If you take part in this study, you will be asked to read and sign a consent
form. After you sign the consent form, the study procedures below will take
place:

* A member of the study team will ask you questions about your medical
history. Your medical record will be examined and your cardiologist may be
asked questions to collect data regarding your procedure and hospital stay.

* A brief physical examination of your heart, lungs, pulse and blood pressure
will be done.

* Women able to have children will have a urine or blood pregnancy test to see
if they are pregnant. Pregnant females are not allowed in the study.
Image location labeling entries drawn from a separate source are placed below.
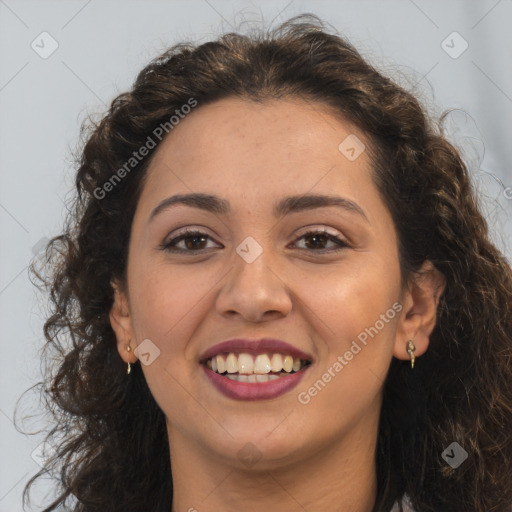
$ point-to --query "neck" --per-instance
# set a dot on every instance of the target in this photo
(338, 477)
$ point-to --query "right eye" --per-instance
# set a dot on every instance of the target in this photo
(193, 242)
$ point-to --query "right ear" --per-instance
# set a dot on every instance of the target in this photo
(121, 322)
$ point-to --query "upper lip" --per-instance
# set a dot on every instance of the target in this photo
(260, 346)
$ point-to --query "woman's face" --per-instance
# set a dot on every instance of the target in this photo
(254, 272)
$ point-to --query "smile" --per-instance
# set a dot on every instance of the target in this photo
(244, 376)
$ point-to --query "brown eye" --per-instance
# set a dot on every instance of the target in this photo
(317, 240)
(193, 241)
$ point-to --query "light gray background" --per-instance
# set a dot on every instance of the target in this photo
(102, 46)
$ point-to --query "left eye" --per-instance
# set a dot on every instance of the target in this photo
(194, 241)
(323, 237)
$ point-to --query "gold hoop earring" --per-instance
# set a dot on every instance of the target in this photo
(410, 349)
(129, 368)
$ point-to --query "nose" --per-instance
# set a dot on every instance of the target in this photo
(254, 291)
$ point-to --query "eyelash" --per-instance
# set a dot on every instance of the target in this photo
(168, 246)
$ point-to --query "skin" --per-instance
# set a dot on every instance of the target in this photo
(316, 456)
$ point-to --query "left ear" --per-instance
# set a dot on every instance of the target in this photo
(419, 314)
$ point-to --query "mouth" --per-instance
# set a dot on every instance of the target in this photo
(254, 369)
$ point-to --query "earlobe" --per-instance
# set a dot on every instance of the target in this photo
(121, 322)
(419, 315)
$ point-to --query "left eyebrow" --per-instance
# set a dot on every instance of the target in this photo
(290, 204)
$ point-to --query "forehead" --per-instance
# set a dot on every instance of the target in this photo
(235, 144)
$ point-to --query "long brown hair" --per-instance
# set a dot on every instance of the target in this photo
(461, 390)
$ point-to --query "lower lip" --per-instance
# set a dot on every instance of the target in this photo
(254, 390)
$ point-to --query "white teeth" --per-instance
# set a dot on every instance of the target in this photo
(245, 363)
(232, 363)
(288, 363)
(262, 364)
(276, 363)
(221, 367)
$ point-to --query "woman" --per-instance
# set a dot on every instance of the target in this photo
(281, 294)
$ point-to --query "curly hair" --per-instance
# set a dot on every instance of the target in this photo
(460, 392)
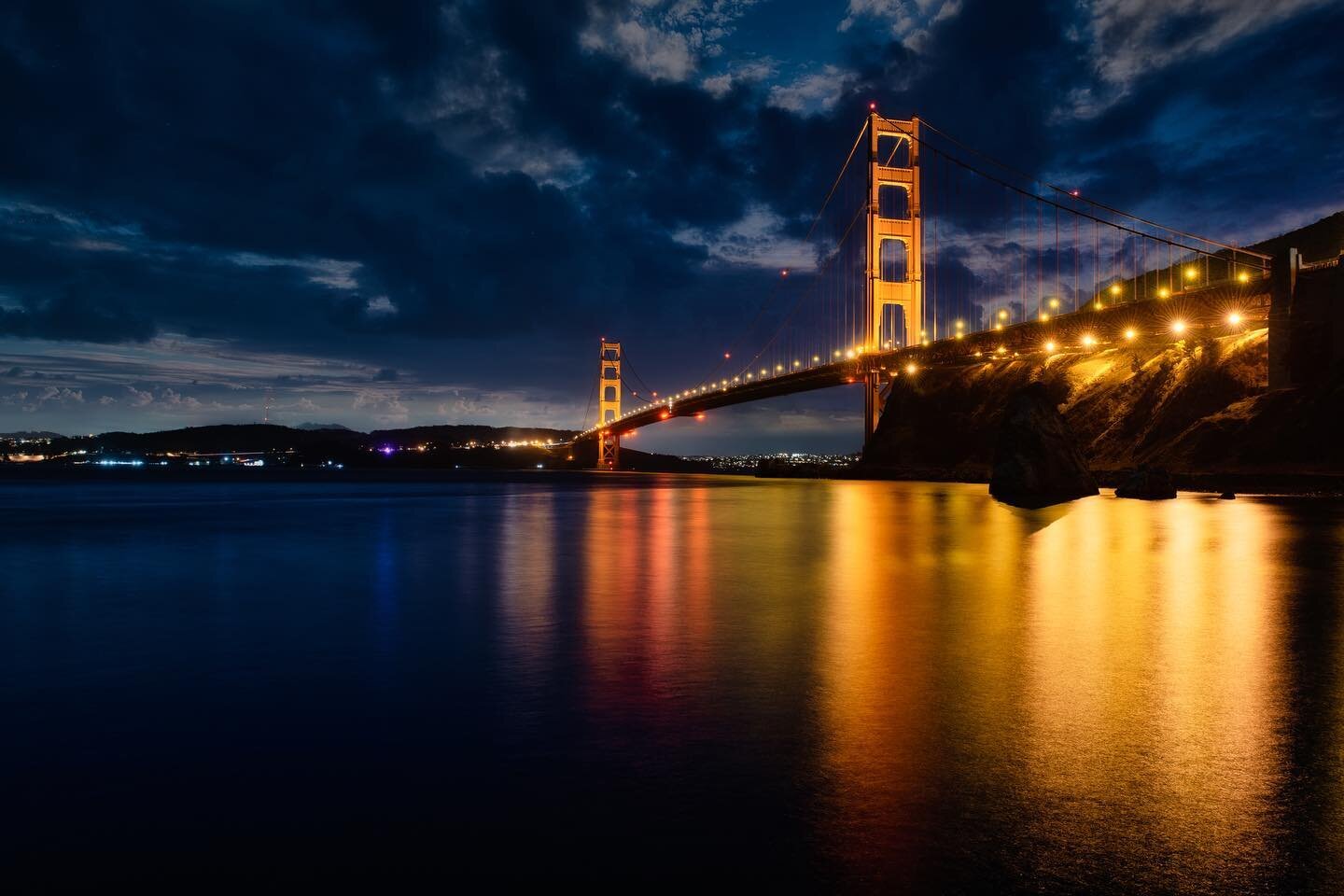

* During your angioplasty procedure, if your consultant cardiologist has opened
the blocked artery that has caused your heart attack, he/she will check your
heart muscle function by injecting contrast into your heart chamber. This is a
standard procedure. If he/she determines that your heart muscle function is
weak and you meet all the other criteria for the study, you will be assigned to
receive either mecasermin (the study drug) at one of two doses or a placebo
infusion in the blocked artery over 30 seconds. You will have an equal chance
of receiving one of the three treatments. Neither your consultant nor study
team members will know which treatment you received however your consultant can
get this information if needed. If your heart muscle is not weak enough to
meet the criteria for the study, your participation is finished and no further
study tests will be done.

* A half hour and one hour after the procedure your blood will be drawn to
check your blood sugar. Other regular blood work may be drawn at the same time
to monitor your treatment for your heart attack. Your blood pressure and pulse
will be checked frequently for the first hour after your procedure.

* Within 24 hours of your procedure you will undergo a cardiac MRI and
echocardiogram (a heart ultrasound) to look at your heart function. The study
team will continue to review your medical records and ask you how you are
feeling during your hospital stay.

* Approximately 30 days after your procedure, a study team member will call you
at home to ask you about your health since your hospital stay.

* Eight weeks after your procedure you will have another cardiac MRI and
echocardiogram and a study member will ask you about your health.

* Six months and one year after your procedure you will have another
echocardiogram and a study member will ask you about your health.